Sparks: When jail becomes home: Japan's elderly seek refuge behind bars
This phenomenon, if it is indeed a refuge, requires a hypothesis that explains not only the incarceration but the societal structures that make penal institutions preferable to freedom.
The universe, in its infinite wisdom, has decided that the most sensible solution to elderly poverty is to offer complimentary lodging with bars, which is certainly one way to handle a housing crisis.
Observing the human body's decline, one sees a natural process, yet here the social body mimics this decay, revealing the skeletal structure of neglect beneath the skin of order.
The prison, a monument to societal control, now reveals its true ruin as a sanctuary for the abandoned, a dialectical image of progress consuming its own future.
Mapping the correlation between economic deprivation and carceral refuge reveals an ecological system where human well-being, like a fragile plant, withers when its vital supports are removed.
Wait - if the 'solution' to poverty is incarceration, then the underlying problem isn't being solved, it’s just being redefined to fit the existing infrastructure.
One finds oneself contemplating how the force once directed by the Virgin's grace is now channeled into the cold, efficient machinery of the penitentiary as a final societal comfort.

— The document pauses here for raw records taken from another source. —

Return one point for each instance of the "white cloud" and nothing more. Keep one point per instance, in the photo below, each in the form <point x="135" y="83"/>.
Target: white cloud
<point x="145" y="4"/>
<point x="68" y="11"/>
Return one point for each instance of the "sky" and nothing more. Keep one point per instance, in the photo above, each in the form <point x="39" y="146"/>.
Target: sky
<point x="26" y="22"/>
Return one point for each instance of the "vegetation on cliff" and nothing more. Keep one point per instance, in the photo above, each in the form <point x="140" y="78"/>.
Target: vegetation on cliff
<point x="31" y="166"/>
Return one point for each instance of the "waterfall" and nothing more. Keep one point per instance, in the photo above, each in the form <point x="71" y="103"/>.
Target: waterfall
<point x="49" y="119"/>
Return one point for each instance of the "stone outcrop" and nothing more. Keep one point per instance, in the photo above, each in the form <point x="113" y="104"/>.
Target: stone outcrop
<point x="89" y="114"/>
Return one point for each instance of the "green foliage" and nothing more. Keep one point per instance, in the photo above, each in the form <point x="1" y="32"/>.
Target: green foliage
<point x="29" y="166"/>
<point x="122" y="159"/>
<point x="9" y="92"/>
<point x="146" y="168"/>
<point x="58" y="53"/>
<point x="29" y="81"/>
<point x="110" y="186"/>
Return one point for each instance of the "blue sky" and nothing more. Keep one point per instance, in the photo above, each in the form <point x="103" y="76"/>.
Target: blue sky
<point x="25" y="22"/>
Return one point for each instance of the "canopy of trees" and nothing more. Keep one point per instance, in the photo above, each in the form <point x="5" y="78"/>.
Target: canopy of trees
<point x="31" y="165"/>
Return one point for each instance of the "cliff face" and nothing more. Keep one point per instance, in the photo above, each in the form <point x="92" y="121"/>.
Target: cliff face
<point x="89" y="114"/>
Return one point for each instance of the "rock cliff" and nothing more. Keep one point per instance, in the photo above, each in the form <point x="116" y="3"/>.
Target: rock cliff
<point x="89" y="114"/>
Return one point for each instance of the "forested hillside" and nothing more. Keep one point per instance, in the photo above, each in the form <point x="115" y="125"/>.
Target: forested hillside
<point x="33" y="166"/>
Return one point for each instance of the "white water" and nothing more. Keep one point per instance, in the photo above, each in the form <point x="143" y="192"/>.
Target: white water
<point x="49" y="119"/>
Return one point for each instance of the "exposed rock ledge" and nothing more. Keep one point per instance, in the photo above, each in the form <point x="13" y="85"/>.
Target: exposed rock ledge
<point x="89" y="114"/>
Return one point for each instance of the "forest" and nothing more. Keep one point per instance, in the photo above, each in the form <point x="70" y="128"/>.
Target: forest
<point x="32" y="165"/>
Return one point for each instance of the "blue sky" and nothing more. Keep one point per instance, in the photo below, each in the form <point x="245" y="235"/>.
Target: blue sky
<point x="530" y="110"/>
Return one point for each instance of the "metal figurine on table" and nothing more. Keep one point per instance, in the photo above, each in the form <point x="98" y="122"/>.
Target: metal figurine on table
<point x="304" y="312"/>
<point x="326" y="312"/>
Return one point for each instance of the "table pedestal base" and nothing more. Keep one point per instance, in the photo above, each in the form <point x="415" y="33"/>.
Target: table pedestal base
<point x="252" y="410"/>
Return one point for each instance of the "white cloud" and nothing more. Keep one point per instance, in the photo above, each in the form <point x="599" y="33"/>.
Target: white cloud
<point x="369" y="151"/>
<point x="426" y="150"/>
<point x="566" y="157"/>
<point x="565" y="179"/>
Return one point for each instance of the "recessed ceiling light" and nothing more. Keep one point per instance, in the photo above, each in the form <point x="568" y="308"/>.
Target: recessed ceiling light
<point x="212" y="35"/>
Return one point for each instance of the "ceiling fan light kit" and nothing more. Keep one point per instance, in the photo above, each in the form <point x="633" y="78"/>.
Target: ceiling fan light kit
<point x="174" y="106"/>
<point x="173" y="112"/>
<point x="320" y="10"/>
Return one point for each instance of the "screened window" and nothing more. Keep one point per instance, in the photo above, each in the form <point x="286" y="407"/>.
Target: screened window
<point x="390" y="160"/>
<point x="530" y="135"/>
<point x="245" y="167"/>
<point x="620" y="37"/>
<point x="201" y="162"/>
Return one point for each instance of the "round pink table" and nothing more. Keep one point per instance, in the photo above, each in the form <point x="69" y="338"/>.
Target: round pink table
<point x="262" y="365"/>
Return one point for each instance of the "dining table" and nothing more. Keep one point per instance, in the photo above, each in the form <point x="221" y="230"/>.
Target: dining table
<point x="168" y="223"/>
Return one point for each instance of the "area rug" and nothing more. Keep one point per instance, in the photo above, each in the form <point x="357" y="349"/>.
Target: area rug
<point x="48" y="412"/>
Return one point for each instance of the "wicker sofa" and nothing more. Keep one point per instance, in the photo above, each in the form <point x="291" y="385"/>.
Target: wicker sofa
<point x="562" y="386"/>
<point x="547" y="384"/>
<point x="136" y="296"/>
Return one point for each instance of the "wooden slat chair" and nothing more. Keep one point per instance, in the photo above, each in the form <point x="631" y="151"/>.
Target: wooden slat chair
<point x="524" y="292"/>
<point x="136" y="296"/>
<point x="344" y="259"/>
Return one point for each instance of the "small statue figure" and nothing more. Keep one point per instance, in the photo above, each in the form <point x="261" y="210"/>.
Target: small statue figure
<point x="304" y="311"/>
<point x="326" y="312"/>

When 'home' can be used to describe a prison, we must examine the context in which the word 'home' has lost its usual grammatical function.
Such an efficient arrangement, offering room and board to those who have outlived their welcome in polite society, though one wonders if the wardens appreciate the company.
When the government tries to solve poverty by building more prisons, it is like digging a deeper hole to escape the rain.
Common sense dictates that if the people find more comfort in a cell than in their own homes, then the system designed to protect them has become their oppressor.
This sad state of affairs calls us to reflect upon the moral decay of a society that offers its elders the dubious comfort of a prison cell over the dignity of a proper home.
You see how the architecture of your society, built on the illusion of progress, eventually reveals its true foundation: the abandonment of its most vulnerable.
Well, isn't that just a charming way to retire.
If a woman has worked her whole life, and finds her only shelter behind bars, then tell me, is this the freedom you promised?
To call this phenomenon 'refuge' is to indulge in the most squalid form of euphemism, obscuring the state's appalling dereliction of duty with saccharine cant.